Can I Run Two Refrigerators on the Same Circuit

Combination Circuits

Previously in Lesson iv, it was mentioned that in that location are ii dissimilar ways to connect 2 or more electrical devices together in a circuit. They can be connected by ways of series connections or by means of parallel connections. When all the devices in a circuit are continued past serial connections, then the circuit is referred to as a series circuit. When all the devices in a circuit are connected by parallel connections, then the circuit is referred to as a parallel circuit. A 3rd blazon of circuit involves the dual use of series and parallel connections in a circuit; such circuits are referred to every bit compound circuits or combination circuits. The circuit depicted at the right is an example of the utilise of both series and parallel connections within the same excursion. In this example, light bulbs A and B are connected by parallel connections and light bulbs C and D are connected by serial connections. This is an example of a combination circuit .

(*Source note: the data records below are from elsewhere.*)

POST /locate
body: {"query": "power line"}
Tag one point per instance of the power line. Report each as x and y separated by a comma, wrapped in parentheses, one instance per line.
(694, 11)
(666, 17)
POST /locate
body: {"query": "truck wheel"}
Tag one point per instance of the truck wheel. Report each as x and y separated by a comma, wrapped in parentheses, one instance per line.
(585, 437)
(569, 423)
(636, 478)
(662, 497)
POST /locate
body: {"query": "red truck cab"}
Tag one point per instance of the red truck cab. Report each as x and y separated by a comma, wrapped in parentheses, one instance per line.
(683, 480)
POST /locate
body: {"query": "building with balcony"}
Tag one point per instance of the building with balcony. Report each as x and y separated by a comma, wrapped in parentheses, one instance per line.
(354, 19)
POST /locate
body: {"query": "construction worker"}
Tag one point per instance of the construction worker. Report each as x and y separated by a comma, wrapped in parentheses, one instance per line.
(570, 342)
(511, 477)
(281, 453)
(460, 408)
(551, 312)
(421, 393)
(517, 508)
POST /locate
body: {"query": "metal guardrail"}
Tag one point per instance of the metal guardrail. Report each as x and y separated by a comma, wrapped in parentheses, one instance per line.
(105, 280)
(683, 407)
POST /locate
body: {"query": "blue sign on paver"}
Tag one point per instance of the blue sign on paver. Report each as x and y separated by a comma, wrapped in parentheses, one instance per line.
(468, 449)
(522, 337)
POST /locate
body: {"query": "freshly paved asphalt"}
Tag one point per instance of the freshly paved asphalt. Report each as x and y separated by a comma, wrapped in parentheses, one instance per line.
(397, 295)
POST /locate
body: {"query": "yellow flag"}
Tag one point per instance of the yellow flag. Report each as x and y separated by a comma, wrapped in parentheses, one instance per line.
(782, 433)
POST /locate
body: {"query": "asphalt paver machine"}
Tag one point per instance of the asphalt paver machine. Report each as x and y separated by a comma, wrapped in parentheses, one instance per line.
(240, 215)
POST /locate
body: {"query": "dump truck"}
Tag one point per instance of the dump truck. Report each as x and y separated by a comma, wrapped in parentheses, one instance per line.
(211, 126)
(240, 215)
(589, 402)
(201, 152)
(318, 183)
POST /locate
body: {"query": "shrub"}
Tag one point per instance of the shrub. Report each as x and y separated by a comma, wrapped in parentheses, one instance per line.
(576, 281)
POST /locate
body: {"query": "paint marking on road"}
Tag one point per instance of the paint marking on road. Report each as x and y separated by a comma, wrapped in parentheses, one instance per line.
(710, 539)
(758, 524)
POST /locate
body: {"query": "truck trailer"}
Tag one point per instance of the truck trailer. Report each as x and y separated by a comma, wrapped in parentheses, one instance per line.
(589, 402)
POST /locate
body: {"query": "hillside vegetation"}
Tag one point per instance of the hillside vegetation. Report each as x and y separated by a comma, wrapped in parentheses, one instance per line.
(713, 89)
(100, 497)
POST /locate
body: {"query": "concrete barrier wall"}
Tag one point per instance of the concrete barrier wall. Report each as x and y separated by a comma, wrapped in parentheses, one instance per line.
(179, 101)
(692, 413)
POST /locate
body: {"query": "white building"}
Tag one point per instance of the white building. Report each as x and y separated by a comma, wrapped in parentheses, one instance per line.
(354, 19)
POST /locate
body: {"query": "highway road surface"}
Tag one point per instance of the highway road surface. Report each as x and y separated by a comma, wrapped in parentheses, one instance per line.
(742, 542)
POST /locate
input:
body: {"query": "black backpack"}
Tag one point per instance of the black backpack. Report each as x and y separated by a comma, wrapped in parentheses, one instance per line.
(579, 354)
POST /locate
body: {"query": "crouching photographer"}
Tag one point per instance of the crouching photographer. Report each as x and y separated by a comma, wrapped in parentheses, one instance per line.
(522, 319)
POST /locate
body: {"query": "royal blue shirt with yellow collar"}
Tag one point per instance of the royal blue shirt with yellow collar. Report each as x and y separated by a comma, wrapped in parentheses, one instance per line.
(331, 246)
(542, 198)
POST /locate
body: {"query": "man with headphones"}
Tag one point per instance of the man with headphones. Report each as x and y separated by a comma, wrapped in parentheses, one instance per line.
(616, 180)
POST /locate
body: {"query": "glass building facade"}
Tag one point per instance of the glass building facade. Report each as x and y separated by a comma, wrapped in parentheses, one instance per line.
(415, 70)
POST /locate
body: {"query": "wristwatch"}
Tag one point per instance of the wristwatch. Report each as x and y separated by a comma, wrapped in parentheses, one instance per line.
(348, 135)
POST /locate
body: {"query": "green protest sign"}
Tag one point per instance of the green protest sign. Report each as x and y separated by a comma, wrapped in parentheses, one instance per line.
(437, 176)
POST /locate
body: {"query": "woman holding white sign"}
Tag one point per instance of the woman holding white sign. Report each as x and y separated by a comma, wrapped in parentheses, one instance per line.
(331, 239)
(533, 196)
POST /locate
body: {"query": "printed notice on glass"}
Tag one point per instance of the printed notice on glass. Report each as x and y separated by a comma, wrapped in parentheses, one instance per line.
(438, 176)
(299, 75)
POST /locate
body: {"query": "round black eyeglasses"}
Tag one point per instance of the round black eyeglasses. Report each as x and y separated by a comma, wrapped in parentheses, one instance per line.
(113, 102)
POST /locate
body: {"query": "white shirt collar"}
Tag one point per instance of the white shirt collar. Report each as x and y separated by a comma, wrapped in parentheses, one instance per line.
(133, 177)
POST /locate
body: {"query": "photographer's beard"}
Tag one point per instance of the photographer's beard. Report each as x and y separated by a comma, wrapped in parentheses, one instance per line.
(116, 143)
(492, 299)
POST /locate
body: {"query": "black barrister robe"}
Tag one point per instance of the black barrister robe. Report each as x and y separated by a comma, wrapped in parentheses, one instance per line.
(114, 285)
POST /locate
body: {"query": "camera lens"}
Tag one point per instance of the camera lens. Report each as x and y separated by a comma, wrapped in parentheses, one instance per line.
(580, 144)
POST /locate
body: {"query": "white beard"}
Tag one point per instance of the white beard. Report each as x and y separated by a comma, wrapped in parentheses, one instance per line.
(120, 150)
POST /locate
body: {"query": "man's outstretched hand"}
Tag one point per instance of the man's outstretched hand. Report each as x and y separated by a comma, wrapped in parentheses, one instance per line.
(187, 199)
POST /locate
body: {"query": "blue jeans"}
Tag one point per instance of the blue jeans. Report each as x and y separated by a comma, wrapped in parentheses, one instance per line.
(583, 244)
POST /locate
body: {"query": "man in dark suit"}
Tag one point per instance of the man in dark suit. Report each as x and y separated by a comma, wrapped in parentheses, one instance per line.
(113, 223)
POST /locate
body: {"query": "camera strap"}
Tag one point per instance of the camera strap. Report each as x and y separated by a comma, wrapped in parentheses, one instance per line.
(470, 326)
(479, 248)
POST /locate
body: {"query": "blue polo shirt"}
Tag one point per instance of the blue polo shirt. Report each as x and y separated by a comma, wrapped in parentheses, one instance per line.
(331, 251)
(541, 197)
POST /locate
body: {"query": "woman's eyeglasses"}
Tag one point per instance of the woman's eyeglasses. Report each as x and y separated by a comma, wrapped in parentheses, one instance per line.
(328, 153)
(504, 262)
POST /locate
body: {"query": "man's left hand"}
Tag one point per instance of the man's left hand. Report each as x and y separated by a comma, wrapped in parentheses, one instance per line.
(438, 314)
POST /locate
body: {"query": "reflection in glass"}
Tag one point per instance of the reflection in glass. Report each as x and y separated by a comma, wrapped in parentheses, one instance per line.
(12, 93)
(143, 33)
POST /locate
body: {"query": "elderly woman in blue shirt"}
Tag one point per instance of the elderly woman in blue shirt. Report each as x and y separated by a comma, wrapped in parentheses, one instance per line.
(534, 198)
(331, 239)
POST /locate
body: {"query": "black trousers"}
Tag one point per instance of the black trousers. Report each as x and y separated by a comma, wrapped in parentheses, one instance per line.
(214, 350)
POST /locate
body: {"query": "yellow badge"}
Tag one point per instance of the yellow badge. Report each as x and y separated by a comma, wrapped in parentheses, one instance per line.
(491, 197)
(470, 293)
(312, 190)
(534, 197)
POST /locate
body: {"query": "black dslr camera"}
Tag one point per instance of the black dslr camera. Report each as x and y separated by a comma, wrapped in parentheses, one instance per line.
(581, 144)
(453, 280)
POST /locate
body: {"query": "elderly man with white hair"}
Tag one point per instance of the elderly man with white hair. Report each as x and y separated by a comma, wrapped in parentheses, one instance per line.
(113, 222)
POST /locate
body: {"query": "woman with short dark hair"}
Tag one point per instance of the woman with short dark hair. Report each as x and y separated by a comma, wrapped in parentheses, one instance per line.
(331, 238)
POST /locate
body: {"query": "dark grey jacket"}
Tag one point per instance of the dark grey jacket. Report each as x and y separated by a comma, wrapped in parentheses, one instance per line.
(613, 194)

When analyzing combination circuits, it is critically important to take a solid understanding of the concepts that pertain to both series circuits and parallel circuits. Since both types of connections are used in combination circuits, the concepts associated with both types of circuits employ to the respective parts of the circuit. The main concepts associated with series and parallel circuits are organized in the table below.

Series Circuits The current is the aforementioned in every resistor; this current is equal to that in the battery. The sum of the voltage drops across the individual resistors is equal to the voltage rating of the battery. The overall resistance of the collection of resistors is equal to the sum of the individual resistance values, Rtot = Rane + Rii + R3 + ...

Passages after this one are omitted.